Model Card for Meow-Omni 1-Base

Meow-Omni 1-Base is the foundational quad-modal Multimodal Large Language Model (MLLM) architecture. It represents the successful "model surgery" and latent-space alignment of text, vision, audio, and biological time-series, prior to specific fine-tuning for feline intention decoding.

Model Description

Meow-Omni 1-Base was engineered to bridge the "modality gap" in foundation models. While standard MLLMs are restricted to audio-visual data, this base model natively integrates high-frequency biological time-series (TS) into the linguistic latent space.

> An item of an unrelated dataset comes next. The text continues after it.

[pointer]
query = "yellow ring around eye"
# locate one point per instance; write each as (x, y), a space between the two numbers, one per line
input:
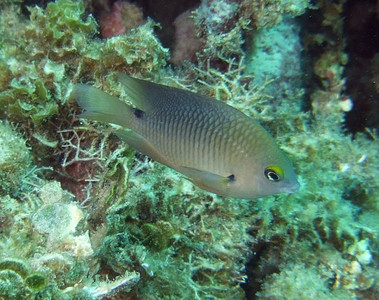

It serves as a scalable template for researchers who wish to apply quad-modal reasoning to other non-human species or human clinical diagnostics.

Model Type: Quad-modal Omni-MLLM (Text, Video, Audio, Time-Series)
Base Backbones: MiniCPM-o 4.5 & Intern-S1 Pro (Scientific TS Encoders)
License: Apache 2.0

Technical Specifications

Architectural "Model Surgery"

The base model is the result of deep architectural integration:

Backbone: Utilizes MiniCPM-o 4.5 for core reasoning.
TS Integration: Specialized scientific encoders from Intern-S1 Pro were grafted into the architecture via a custom-designed Linear Projection Layer.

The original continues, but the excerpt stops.